どうせ、上級審に行けば、差し戻し間違いなしのお笑い判決だが、それにしても、日本の少年たちがどうなったかよりも、日本の教師たちの方にずっと根深い問題があることが分かる。
そもそも、国旗に向かって起立をして国歌を歌いなさい、と教えるのは普通の国なら教師の仕事である。それを、教師自身がやらないで、しかもやらないことが憲法上の権利だと言う。それなら始業時間を決めて、時間通りに授業をしなさい、というのも、自由を不当に束縛される関係で違憲の可能性がある。
そもそも「君が代」が国歌であるのは、憲法に即して法律が制定していることだ。その歌詞が思想的に問題であると言っても、歌われている天皇の存在は、日本国憲法上明確に規定されていて、むしろ存在しなければ違憲状態が発生するのであり、しかもその地位は、憲法によれば、日本国の象徴であり日本国民統合の象徴なのであるから、国歌の題材として、これ以上ふさわしい人物はいない。もし、それがダメと言うなら、国民栄誉賞の王監督でも国歌の題材にしたら良いのだろうか。♪今日も打とうよホームラン♪とか。
国歌も国旗も戦争を連想させるから良くない、という議論もある。しかし、たとえ国旗を見ず、国歌を歌わなくても、日本人が現に戦争をし、中国人や韓国人を差別した、という過去が消える訳では全くない。不戦の誓いをするのは自由だが、それなら軍人が忠誠を誓った同じその国旗に向かって不戦を誓うのが自然で、戦争を想起するものは見たくもない、とは、随分軟弱な平和主義だし、事実に向き合わない平和主義など、嘘っぱちであることが明白だ。戦争を思い出さないことによって平和な日本を築くことができる、なんてことがあり得るはずもない。

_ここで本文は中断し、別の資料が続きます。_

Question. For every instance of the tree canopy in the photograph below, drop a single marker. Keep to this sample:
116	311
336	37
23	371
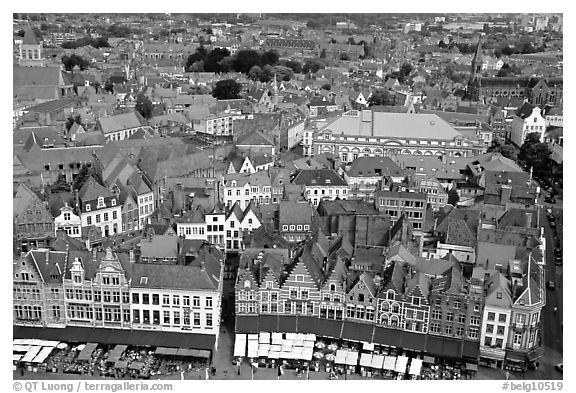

もしも「君が代」が認める天皇制に反対なのなら、正式に改憲運動をして、日本を共和制にすべき、と主張すべきだろう。「日の丸」が恐ろしい戦争を想起させるとしても、旗が悪かったのではなく、人間が悪かったのである。
昔から教師というのは嘘を言う稼業なのだが、こんなペテンでひとりあたり3万円も騙し取ろうなんて、随分、たちが悪過ぎる。